Along with high cost, the benefits that these policies offer are sharply defined and there are stringent terms and conditions, where the policyholder may not be able to derive the maximum benefit that the plan offers. Sometimes the sum insured available is insufficient for overseas treatment, which along with post-hospitalization expenses, shoots up the out-of-pocket expenses that the policyholder has to bear.

So, while health insurance plans that offer global coverage may look attractive, customers need to read the fine print before they actually buy one.

Here are a few key pointers to keep in mind while purchasing health insurance with global cover

• The plans cover only in-patient hospitalization treatment and exclude all other pre and post hospitalization expenses and OPD treatments.

• Treatments in US and Canada are excluded. To avail insurance in these countries you have to pay extra premium.

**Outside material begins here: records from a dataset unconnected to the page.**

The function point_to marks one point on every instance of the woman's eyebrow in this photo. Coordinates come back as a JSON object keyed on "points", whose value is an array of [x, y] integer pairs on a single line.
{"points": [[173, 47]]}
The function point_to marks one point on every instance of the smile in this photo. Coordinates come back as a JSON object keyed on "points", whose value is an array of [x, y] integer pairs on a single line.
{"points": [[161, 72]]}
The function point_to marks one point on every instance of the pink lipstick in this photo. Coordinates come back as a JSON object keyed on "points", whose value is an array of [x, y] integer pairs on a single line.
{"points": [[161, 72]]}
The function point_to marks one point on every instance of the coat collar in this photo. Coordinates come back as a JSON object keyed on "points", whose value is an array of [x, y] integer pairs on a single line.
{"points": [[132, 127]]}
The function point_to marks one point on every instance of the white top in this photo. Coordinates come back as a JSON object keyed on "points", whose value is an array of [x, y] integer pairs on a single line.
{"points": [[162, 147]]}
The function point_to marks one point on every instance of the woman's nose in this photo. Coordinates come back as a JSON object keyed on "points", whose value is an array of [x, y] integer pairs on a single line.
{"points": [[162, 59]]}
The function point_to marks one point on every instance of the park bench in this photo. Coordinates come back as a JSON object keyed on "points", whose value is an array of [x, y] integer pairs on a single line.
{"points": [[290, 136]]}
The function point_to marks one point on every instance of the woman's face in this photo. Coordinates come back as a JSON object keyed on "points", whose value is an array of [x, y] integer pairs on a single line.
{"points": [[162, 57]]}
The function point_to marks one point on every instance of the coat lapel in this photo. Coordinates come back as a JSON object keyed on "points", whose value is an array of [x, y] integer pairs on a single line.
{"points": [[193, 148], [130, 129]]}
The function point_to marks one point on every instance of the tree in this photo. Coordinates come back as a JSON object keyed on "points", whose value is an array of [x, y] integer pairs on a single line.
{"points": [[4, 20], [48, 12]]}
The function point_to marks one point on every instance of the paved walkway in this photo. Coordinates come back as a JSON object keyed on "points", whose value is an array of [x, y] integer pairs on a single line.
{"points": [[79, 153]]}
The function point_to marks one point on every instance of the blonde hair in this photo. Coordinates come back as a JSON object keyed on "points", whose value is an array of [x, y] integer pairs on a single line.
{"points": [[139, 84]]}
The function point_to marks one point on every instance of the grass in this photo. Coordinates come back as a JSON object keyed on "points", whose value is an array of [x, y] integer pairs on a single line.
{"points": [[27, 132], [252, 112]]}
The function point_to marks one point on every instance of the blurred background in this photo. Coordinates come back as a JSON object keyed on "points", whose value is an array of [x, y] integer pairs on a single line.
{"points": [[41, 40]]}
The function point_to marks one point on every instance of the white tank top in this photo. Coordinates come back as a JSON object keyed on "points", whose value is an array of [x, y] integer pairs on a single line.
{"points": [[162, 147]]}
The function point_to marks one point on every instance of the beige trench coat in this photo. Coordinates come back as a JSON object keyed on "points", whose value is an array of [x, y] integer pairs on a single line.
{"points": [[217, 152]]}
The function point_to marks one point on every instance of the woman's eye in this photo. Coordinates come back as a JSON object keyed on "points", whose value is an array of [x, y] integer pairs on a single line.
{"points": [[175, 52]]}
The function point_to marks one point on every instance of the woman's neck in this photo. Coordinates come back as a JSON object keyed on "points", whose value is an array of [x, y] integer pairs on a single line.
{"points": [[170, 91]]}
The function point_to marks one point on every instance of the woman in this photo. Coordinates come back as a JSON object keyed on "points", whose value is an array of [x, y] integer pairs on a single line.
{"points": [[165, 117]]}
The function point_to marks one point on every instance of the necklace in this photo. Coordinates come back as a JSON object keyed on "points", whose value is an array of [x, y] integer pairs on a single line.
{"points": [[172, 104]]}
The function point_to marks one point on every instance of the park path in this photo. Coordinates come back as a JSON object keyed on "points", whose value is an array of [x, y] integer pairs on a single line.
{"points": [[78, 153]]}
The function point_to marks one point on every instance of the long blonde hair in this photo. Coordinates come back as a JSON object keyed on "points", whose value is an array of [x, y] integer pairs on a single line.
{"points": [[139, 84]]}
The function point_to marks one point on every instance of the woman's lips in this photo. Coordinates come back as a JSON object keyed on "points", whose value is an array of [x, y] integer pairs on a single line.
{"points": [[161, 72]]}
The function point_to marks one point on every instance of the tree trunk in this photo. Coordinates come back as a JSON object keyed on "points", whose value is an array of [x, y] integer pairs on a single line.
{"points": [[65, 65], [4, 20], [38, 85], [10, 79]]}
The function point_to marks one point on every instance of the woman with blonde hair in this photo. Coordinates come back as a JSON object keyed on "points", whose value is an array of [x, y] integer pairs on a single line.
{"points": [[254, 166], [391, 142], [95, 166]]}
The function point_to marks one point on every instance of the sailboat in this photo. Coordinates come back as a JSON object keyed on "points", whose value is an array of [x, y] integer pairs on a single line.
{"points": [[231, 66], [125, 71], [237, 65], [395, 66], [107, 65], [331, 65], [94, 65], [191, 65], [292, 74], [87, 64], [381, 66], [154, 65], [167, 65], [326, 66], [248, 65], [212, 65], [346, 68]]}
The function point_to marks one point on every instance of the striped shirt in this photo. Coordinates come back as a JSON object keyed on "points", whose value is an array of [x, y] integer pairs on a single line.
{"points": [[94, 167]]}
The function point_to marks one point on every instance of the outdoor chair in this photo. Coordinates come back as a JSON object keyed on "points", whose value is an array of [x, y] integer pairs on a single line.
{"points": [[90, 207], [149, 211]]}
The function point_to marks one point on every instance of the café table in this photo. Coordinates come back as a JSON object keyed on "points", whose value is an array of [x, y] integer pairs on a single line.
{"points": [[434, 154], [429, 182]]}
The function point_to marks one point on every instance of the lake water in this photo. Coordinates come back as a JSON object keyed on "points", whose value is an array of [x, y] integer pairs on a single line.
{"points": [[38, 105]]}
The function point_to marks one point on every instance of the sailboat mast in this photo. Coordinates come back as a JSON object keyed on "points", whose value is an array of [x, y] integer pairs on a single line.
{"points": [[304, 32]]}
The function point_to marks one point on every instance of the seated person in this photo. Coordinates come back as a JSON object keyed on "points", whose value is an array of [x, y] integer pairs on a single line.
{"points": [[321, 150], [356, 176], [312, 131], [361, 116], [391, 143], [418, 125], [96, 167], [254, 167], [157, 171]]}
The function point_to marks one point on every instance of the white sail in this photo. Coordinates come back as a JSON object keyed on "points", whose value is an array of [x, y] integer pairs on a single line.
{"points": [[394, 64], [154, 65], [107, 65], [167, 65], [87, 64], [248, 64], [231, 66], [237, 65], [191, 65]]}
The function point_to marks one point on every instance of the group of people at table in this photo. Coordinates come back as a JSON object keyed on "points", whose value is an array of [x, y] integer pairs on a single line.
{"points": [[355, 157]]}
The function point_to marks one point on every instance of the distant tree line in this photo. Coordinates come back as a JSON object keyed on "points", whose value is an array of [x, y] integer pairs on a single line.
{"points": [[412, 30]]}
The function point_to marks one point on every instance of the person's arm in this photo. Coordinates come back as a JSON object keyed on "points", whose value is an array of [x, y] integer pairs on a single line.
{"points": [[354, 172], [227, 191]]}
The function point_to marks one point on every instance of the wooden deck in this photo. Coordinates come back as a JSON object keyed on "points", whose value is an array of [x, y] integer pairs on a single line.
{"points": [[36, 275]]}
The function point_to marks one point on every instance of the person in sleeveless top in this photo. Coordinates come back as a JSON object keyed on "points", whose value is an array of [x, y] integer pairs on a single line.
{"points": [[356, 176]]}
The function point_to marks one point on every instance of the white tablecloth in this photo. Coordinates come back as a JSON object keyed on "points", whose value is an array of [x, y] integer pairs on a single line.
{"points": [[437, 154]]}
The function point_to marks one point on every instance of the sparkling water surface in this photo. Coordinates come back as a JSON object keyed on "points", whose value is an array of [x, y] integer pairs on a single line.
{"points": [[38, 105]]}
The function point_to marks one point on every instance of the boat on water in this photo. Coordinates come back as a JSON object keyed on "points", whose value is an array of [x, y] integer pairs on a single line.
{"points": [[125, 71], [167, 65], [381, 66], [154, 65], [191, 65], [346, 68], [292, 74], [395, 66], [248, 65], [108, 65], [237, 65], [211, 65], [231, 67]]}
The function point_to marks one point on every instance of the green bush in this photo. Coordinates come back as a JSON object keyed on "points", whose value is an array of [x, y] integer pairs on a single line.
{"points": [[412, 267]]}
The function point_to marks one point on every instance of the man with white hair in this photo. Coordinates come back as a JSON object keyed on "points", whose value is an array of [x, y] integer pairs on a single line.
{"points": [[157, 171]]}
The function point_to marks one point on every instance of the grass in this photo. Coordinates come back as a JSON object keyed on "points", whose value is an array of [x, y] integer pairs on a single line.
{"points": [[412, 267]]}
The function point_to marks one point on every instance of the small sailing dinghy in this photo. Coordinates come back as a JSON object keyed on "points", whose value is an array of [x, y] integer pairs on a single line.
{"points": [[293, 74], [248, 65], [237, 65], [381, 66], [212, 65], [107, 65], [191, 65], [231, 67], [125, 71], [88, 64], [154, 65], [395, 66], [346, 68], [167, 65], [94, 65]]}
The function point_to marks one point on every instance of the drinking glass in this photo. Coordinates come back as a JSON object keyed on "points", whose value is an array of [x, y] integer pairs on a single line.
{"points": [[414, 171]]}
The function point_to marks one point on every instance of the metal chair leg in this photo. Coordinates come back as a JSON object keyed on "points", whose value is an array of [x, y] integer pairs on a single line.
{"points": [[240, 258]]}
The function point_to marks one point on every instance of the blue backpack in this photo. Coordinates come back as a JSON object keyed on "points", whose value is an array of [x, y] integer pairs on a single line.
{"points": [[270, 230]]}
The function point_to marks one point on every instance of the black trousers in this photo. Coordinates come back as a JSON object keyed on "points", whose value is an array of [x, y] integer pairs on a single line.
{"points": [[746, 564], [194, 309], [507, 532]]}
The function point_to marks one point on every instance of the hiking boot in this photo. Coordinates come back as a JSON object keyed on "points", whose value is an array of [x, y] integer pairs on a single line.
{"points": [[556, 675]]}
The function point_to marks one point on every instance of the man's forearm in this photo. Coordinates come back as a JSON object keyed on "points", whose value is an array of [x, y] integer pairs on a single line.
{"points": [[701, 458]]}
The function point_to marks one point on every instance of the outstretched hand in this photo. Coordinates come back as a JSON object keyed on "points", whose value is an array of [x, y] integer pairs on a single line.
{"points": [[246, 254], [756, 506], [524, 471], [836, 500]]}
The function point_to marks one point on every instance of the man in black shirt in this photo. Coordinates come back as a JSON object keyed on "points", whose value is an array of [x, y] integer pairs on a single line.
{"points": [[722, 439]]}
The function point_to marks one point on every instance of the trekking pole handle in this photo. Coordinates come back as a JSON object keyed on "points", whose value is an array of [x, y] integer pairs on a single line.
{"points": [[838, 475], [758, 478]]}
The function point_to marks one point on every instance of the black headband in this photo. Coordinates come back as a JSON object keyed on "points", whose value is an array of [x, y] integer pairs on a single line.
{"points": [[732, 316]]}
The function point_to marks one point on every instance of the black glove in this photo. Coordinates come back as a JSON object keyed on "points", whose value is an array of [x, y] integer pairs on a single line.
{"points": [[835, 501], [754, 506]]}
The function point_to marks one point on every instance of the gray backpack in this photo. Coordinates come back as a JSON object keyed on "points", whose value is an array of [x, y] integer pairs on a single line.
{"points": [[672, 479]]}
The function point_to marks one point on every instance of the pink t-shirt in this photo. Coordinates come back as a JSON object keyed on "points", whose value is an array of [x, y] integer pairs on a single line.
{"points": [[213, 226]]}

• These covers have 10-20 percent co-payment clause, which means the insured has to pay for the entire amount initially, post that once the person comes to India the company will pay 80-90 percent of the total cost.

• There is a waiting period of 2-4 years for all pre-existing diseases and illness.

• The cost of policies with global cover is almost 3-4 times the cost for domestic health insurance policy.

• Insured needs to intimate the health insurance company before travelling abroad for treatment in case of planned hospitalization, and the same needs to be certified by the doctor in India.

• An emergency overseas treatment requires a certification from a medical practitioner at the place of treatment that the case is one of emergency. The claim is admissible only in event of this certification.

• The claims are usually settled on a reimbursement basis as it is difficult for insurers to maintain a global network of associated hospitals. This means the expenses have to be incurred by the patient or his family initially, which will be later reimbursed by the insurer.

• The insured is exposed to the risk of adverse movements in exchange rate as the claim is settled in Indian Rupees and the customer pays for the treatment in foreign currency.

• Overall, the benefits that these policies offer are sharply defined and there are stringent terms and conditions, where the policyholder may not be able to derive the maximum benefit that the plan offers.